Analysis of perioperative adverse outcomes showed no significant differences in intraoperative hypotension, nausea and vomiting, time in PACU, or rate of ICU admission. The Dex group had higher incidence of bradycardia than the control group, but the occurrence of bradycardia was transient and the percentage of patients requiring intervention very low. Compared with the control group, the Dex group had shorter time to extubation and shorter length of hospital stay, meaning an optimal dose of Dex infusion was not associated with obvious residual sedation, which is similar to a recent study.21

Total hip or knee arthroscopy is a common orthopedic procedure, and postoperative pain delays discharge and increases medical cost.22,23 From the perspective of enhanced recovery after surgery, we have to achieve significant clinical and economic benefits after surgery.24 According to Sun et al,25 elderly patients in a Dex group reported significantly lower numeric rating–scale pain scores at 3, 12, 24, and 48 hours after surgery and significantly improved Richards–Campbell Sleep Questionnaire results during the first 3 days after major elective noncardiac surgery. Studies have shown satisfactory analgesic effects of Dex in total hip or knee arthroscopy, but some experimental conclusions are controversial.26–28 The dose of Dex we chose was similar to previous research: the Dex administration was a loading dose of 0.5–1.0μg/kg within 10–15 minutes or intraoperative continuous infusion at 0.2–0.7μg/kg/h according to anesthesia system records. Consistently with previous research results,29 intraoperative Dex was associated with a small but clinically important reduction in opioid consumption. Due to the limitations of retrospective studies, we could not collect additional postoperative opioid-use data, which may limit the accuracy of our conclusions.

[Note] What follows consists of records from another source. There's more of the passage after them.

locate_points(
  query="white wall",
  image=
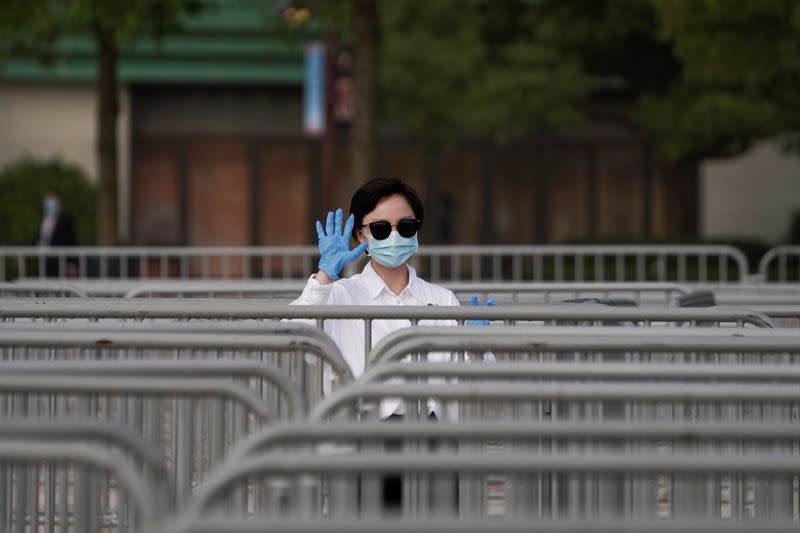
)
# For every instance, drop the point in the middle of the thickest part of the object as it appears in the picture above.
(59, 120)
(753, 195)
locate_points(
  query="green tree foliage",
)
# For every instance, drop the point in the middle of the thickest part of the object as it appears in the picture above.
(740, 76)
(22, 187)
(33, 27)
(475, 66)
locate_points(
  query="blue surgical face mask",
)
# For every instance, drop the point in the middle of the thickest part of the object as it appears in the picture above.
(392, 251)
(51, 206)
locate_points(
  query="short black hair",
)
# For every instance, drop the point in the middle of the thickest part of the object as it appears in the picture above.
(371, 193)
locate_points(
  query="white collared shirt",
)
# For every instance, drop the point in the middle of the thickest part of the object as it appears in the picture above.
(367, 288)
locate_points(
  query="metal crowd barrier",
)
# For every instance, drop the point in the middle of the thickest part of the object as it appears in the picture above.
(222, 309)
(59, 463)
(168, 382)
(51, 486)
(678, 263)
(655, 293)
(713, 448)
(781, 264)
(574, 427)
(48, 290)
(502, 292)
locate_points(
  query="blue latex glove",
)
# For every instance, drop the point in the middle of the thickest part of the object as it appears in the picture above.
(475, 301)
(334, 245)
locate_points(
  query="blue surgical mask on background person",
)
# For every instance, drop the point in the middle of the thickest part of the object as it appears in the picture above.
(392, 251)
(51, 206)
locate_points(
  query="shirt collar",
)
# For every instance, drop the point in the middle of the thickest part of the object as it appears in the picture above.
(375, 284)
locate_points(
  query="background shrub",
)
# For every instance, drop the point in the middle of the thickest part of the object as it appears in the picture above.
(22, 186)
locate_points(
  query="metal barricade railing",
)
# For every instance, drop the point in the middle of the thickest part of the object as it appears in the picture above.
(439, 525)
(52, 368)
(658, 293)
(48, 290)
(46, 495)
(679, 263)
(250, 309)
(27, 457)
(780, 264)
(643, 460)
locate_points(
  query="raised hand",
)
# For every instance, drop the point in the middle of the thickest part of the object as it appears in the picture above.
(334, 244)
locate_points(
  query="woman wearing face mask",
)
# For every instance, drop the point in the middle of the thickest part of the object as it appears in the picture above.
(385, 217)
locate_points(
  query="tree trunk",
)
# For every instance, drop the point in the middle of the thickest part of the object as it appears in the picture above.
(106, 139)
(363, 131)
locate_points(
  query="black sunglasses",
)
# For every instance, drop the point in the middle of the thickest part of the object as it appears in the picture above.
(381, 229)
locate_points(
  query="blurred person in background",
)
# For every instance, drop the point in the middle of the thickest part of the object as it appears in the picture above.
(386, 215)
(56, 229)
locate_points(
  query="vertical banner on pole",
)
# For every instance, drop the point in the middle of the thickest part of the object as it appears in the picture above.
(314, 90)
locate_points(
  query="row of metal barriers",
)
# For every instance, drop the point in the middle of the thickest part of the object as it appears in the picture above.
(200, 415)
(575, 263)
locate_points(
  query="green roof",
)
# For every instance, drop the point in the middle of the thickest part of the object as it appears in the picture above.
(231, 43)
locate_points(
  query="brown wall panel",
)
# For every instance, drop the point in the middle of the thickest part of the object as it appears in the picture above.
(620, 190)
(155, 195)
(284, 215)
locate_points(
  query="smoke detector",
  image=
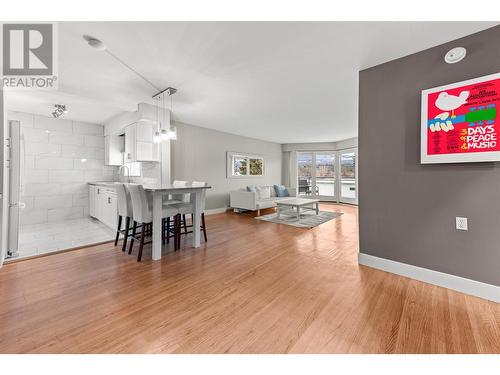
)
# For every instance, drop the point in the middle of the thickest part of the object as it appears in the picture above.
(94, 42)
(455, 55)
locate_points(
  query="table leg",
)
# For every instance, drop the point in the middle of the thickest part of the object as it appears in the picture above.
(196, 200)
(157, 208)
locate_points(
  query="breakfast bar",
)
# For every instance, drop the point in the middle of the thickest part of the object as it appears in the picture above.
(196, 195)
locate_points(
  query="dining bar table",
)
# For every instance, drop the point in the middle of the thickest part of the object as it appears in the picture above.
(196, 195)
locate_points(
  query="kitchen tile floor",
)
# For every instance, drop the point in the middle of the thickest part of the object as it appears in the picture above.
(36, 239)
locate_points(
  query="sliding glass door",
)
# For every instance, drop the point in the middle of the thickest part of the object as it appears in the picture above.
(328, 175)
(325, 175)
(348, 176)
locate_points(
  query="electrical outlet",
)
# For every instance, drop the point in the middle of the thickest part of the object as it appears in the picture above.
(461, 223)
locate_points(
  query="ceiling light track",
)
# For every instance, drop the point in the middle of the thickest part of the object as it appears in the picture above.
(100, 46)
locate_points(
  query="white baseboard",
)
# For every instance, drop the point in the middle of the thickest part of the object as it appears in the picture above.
(214, 211)
(445, 280)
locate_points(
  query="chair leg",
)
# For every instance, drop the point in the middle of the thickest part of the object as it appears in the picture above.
(134, 228)
(118, 229)
(168, 229)
(127, 228)
(177, 231)
(163, 239)
(141, 245)
(204, 226)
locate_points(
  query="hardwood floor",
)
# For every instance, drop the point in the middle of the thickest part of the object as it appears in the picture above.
(255, 287)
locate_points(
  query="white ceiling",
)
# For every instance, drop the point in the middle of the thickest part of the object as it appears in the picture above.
(285, 82)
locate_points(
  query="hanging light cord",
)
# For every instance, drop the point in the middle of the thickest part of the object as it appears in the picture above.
(132, 69)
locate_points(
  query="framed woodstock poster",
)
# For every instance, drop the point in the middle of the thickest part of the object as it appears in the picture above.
(460, 122)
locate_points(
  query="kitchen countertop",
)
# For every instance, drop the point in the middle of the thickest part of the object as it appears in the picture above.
(109, 184)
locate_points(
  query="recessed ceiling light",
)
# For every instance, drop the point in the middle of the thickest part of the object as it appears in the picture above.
(60, 109)
(455, 55)
(94, 42)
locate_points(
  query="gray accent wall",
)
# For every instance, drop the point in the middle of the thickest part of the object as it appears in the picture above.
(200, 154)
(407, 210)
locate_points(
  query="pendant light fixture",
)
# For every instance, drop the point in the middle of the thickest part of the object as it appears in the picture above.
(165, 131)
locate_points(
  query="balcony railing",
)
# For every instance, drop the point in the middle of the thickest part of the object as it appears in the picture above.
(325, 186)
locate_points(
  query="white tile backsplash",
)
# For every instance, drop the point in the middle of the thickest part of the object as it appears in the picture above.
(50, 162)
(64, 213)
(55, 177)
(87, 164)
(42, 189)
(29, 162)
(26, 119)
(72, 151)
(54, 201)
(35, 135)
(33, 216)
(94, 141)
(36, 176)
(87, 128)
(53, 124)
(66, 138)
(81, 200)
(75, 188)
(45, 149)
(65, 176)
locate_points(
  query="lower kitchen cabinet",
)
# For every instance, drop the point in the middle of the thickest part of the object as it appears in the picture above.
(103, 205)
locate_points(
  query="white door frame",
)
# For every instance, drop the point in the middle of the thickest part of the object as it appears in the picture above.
(349, 200)
(4, 180)
(337, 197)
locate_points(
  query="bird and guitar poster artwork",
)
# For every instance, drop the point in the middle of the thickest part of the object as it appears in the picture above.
(460, 121)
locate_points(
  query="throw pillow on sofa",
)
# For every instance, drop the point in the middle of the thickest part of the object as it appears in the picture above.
(281, 191)
(263, 192)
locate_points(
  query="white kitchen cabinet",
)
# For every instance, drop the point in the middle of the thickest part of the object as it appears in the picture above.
(113, 150)
(103, 205)
(139, 145)
(92, 198)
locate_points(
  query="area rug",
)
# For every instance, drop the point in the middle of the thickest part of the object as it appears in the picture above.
(308, 219)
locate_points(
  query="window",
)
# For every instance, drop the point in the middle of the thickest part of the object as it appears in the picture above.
(242, 165)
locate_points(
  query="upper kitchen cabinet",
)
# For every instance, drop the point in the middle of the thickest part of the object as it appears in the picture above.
(139, 128)
(114, 149)
(139, 145)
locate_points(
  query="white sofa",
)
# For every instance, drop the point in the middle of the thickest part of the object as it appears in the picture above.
(247, 200)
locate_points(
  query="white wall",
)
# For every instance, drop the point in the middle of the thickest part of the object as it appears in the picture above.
(200, 154)
(55, 178)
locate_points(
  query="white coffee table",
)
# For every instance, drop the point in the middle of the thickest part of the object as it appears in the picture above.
(285, 205)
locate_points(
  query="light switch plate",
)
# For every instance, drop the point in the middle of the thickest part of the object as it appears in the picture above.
(461, 223)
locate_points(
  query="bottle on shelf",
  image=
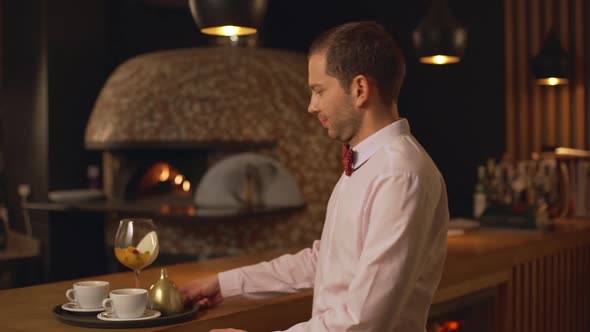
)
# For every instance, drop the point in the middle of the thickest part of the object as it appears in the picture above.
(480, 193)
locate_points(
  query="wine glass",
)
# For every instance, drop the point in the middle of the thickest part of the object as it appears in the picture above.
(136, 244)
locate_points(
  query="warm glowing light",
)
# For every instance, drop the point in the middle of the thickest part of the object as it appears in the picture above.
(228, 30)
(552, 81)
(165, 173)
(440, 59)
(450, 326)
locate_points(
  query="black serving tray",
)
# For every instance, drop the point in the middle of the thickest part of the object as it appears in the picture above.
(90, 320)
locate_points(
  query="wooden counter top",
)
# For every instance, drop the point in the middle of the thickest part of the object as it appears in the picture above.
(475, 261)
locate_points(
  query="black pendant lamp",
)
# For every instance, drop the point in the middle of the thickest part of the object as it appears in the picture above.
(439, 39)
(228, 17)
(552, 65)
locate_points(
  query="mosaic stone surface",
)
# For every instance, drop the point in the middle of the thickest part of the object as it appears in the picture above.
(224, 94)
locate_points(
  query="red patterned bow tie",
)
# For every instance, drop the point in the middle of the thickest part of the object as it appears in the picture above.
(347, 157)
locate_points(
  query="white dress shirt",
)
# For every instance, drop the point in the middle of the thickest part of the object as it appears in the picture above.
(382, 250)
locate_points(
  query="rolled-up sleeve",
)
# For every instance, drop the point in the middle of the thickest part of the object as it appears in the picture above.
(285, 274)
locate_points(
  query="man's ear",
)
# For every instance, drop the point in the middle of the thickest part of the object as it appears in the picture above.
(360, 91)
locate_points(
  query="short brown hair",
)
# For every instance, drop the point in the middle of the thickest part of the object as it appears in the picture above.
(363, 48)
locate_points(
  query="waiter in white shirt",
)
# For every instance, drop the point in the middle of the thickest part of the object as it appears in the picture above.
(383, 245)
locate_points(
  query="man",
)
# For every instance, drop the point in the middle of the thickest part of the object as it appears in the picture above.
(383, 245)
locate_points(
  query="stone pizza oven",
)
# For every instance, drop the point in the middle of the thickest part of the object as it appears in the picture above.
(176, 113)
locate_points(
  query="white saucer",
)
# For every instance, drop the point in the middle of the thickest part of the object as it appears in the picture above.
(73, 306)
(148, 314)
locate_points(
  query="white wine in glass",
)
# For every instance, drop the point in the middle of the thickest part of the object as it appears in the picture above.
(136, 244)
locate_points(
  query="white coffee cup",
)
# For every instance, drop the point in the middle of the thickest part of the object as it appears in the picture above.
(89, 294)
(126, 302)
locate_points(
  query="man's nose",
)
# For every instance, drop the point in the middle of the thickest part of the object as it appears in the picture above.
(312, 108)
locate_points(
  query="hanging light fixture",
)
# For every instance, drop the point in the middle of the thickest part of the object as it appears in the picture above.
(228, 17)
(439, 39)
(551, 66)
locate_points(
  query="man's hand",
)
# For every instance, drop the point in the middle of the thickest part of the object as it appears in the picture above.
(204, 291)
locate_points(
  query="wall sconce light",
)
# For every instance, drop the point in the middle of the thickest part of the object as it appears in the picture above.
(439, 39)
(551, 66)
(228, 17)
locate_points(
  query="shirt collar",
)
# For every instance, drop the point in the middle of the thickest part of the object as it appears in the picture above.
(370, 145)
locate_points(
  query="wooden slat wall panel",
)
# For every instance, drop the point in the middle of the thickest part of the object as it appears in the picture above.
(551, 293)
(538, 116)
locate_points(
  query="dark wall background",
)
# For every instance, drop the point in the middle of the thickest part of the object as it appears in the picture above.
(58, 53)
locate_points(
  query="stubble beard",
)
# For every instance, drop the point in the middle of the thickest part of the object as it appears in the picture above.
(347, 122)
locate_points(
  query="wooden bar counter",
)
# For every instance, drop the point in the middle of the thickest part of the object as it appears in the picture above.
(541, 279)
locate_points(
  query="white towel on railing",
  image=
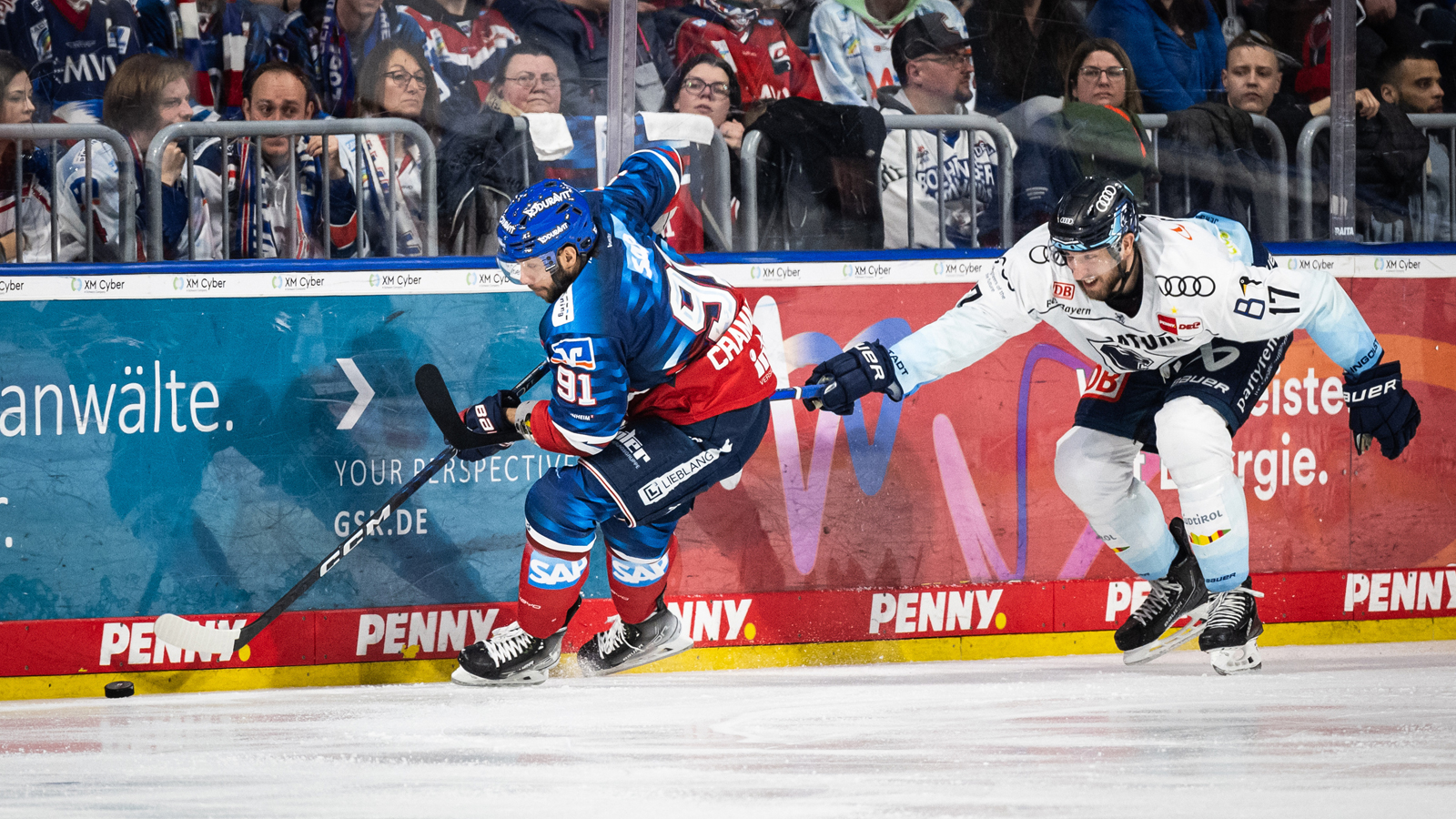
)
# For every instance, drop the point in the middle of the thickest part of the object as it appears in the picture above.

Additionally, this was a single-center retrospective study, which has some limitations. Demographic, anesthesia-, and surgery-related data were collected from electronic medical records and doses and infusion rate of Dex cannot be accurately assessed; therefore, large-sample randomized controlled trials are still needed. We also noticed the impact of tourniquets on postoperative AKI, but as this was a retrospective experiment, we could not accurately assess the use of tourniquets in knee arthroplasty.

Conclusion

Our study showed that Dex infusion was associated with lower incidence of postoperative AKI, less opioid consumption, and shorter extubation time and length of hospital stay. Except for transient bradycardia during the operation, Dex infusion did not produce any severe adverse complications.

Data-Sharing Statement

Individual participant data underlying published results reported in this study can be accessed with approval from the corresponding author after 6 months of publication of the main results. The study protocol, statistical analysis plan, and clinical study report will also be available.

Acknowledgment

This work was supported by the Department of Anesthesiology, Affiliated Hospital of Xuzhou Medical University. No commercial funding was received.

Disclosure

The authors report no conflicts of interest in this work.